A trie is a multiway tree where each node is a character.  If you follow a path from the root to some point in the trie, depending on the node, the path will form a word.  Nodes which end a word are marked as such.  So basically, a trie is a finite automata. Here is an example of a small trie, which stores the words car, cart, cat, and dog.

                                           Root
                                          /        \
                                       C          D
                                       /             \
                                     A              O
                                    /   \               \
                                  R    T             G
                                 /
                               T
 

ANALYSIS

One of the reasons a trie is a good choice for dictionary searches is that it is space conservative.  Words that share prefixes use the same nodes, such as the words “cart” and “cat” do in the above example.  Checking to see if a word is in the dictionary is very simple, just start at the root and attempt to find a path which spells out the word that ends in a terminal node.  If there is such a path, the word is in the dictionary, otherwise, it’s not.

For example, if we were looking to see if the word “door” is in the above trie, we would first go to the ‘d’, then to the ‘o’, and then try to go to another ‘o’.  But we see that the second ‘o’ does not exist.  So we can’t go any further.  We check whether the first ‘o’ is marked as being a terminal node, and since it’s not, we conclude that “door” is not in the above trie.

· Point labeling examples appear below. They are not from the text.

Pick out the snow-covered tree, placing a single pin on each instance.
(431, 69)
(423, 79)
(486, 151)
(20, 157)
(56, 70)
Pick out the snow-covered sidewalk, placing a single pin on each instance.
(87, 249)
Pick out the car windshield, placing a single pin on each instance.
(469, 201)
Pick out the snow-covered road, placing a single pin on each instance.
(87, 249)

Another advantage of using a trie is that it complements our searching algorithm nicely.  The searching algorithm relies heavily on prefixes, and those are easy to generate with tries.
 

TESTING

We calculated the number of nodes the preprocessed UNIX dictionary required, and it turned out to be 42709.  This was for 17295 words.  That’s approximately 2.47 nodes per word.  So if we were dealing with a 200,000 word dictionary, there would be around 494,000 nodes.

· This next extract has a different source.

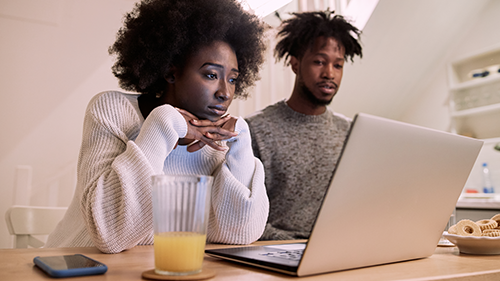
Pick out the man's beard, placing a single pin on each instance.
(310, 96)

If we had not used a trie and instead stored each word separately (with common prefixes not being taken advantage of), we would need about 69180 nodes (assuming the average length of a word is 4 letters.)  69180 = 17295 * 4.  The trie required only 42709 nodes, which is better by a factor of 1.6.
 

ALTERNATIVE WAYS OF STORING THE DICTIONARY

Another way we could have stored the dictionary is with a directed acyclic word graph (DAWG).  A DAWG has the same advantages of a trie, but conserves space greatly.  It removes all redundancy from the trie.  A DAWG can be obtained from a trie by applying a minimization algorithm.  This algorithm is exactly the one which is used to minimize the number of states in a finite automata.

In future implementations, it is recommended that a DAWG be used.  It is superior to a trie in that it is even more space efficient.  We decided not to use it for this project because we felt that a trie performed well considering the pre-defined time constraints.